Some examples of censorship may include removing or not selecting materials because they are considered by some as racist or sexist; not purchasing conservative religious materials; not selecting materials about or by minorities because it is thought these groups or interests are not represented in a community; or not providing information on or materials from non-mainstream political entities.
Librarians may seek to increase user awareness of materials on various social concerns by many means, including, but not limited to, issuing bibliographies and presenting exhibits and programs. Librarians have a professional responsibility to be inclusive, not exclusive, in collection development and in the provision of interlibrary loan. Access to all materials legally obtainable should be assured to the user, and policies should not unjustly exclude materials even if they are offensive to the librarian or the user. Collection development should reflect the philosophy inherent in Article II of the Library Bill of Rights: “Libraries should provide materials and information presenting all points of view on current and historical issues. Materials should not be proscribed or removed because of partisan or doctrinal disapproval.”
Note that this clearly states that a failure to "select" is a form of censorship. Note that minority viewpoints should be especially protected.
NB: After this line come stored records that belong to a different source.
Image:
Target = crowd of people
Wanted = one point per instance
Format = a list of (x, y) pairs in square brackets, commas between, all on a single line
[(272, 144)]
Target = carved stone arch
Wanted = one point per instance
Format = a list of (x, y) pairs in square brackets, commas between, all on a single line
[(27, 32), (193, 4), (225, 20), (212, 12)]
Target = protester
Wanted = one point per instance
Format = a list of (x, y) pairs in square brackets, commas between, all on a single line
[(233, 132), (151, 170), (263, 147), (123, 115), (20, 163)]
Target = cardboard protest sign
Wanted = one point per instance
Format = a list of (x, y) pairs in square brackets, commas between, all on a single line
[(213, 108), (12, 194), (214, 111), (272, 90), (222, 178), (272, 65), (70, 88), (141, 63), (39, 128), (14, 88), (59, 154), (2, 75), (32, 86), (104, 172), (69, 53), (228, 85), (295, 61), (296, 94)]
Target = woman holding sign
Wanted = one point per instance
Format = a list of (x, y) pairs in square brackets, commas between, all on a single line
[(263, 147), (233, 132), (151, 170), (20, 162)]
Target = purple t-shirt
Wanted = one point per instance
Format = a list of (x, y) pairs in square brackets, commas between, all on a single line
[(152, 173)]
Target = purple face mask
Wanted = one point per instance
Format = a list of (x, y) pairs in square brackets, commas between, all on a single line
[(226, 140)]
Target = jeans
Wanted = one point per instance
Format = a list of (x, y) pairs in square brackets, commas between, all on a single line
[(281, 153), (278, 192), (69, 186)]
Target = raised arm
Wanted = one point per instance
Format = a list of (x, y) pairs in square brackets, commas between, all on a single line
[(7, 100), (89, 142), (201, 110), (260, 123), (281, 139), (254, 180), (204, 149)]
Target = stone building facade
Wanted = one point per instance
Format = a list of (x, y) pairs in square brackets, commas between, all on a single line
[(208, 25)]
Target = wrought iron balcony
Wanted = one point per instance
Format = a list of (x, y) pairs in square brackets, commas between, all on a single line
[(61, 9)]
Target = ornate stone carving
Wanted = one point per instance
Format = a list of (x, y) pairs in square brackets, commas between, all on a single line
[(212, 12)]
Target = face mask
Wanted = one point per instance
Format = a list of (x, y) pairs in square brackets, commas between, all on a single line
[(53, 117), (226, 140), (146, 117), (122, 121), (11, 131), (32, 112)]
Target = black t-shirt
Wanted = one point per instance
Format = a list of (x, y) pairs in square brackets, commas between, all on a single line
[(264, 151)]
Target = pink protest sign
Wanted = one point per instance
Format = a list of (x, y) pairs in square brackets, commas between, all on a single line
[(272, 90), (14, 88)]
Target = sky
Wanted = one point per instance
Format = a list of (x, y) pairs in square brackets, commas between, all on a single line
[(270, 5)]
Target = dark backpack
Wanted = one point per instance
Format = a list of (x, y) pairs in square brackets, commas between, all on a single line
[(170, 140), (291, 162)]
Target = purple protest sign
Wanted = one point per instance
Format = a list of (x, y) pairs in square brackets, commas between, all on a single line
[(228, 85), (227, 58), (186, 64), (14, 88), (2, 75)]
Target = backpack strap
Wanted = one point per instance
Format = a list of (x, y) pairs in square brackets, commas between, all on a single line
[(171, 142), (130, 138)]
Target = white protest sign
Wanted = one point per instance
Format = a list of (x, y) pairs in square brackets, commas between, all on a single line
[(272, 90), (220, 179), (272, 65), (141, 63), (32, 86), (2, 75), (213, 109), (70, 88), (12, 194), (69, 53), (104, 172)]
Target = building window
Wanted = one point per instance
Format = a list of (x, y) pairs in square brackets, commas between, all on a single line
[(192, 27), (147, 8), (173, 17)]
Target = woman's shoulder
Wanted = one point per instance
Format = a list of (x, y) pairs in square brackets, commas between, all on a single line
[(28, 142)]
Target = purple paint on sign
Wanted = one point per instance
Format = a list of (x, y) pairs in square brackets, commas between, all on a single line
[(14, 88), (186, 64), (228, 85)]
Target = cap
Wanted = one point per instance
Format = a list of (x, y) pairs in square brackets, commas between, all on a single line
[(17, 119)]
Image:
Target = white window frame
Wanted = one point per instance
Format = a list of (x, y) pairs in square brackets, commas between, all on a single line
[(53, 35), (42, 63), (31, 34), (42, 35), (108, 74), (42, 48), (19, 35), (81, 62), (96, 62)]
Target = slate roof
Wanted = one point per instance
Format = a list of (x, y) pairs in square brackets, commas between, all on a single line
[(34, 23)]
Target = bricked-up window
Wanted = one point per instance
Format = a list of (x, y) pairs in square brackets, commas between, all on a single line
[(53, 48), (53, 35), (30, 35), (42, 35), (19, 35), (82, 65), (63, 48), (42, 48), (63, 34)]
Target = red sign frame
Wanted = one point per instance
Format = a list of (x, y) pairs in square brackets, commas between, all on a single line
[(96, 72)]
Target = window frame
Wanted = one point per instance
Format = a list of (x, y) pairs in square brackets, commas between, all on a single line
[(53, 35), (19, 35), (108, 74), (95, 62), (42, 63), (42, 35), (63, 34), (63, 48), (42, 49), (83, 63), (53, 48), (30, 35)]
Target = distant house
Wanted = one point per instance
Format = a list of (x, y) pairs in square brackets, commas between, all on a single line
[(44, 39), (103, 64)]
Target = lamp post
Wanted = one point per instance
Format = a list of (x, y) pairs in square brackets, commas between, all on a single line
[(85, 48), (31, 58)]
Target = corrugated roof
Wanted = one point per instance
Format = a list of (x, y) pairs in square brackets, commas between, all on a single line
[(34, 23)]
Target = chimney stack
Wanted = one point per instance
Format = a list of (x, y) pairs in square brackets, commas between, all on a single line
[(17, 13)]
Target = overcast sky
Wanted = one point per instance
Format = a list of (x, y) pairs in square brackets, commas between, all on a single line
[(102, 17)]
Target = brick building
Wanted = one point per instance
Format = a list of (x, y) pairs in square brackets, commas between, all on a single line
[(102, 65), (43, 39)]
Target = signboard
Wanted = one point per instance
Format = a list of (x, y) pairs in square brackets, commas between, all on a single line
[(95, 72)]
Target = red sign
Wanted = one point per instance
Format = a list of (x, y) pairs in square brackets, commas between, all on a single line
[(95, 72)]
The librarians who banned the books discussed in my previous post used the same vilification tactics that many in the past have used to justify their censorship. What is clear to anyone who follows these issues is that this involves highly controversial topics. Both sides accuse the other of distorting the facts and both sides accuse the other of politicizing the issues. This issue is at the heart of the culture wars. This is precisely the situation where librarians need to be on the side of open debate and discussion and free access to alternative viewpoints- even viewpoints with which they disagree.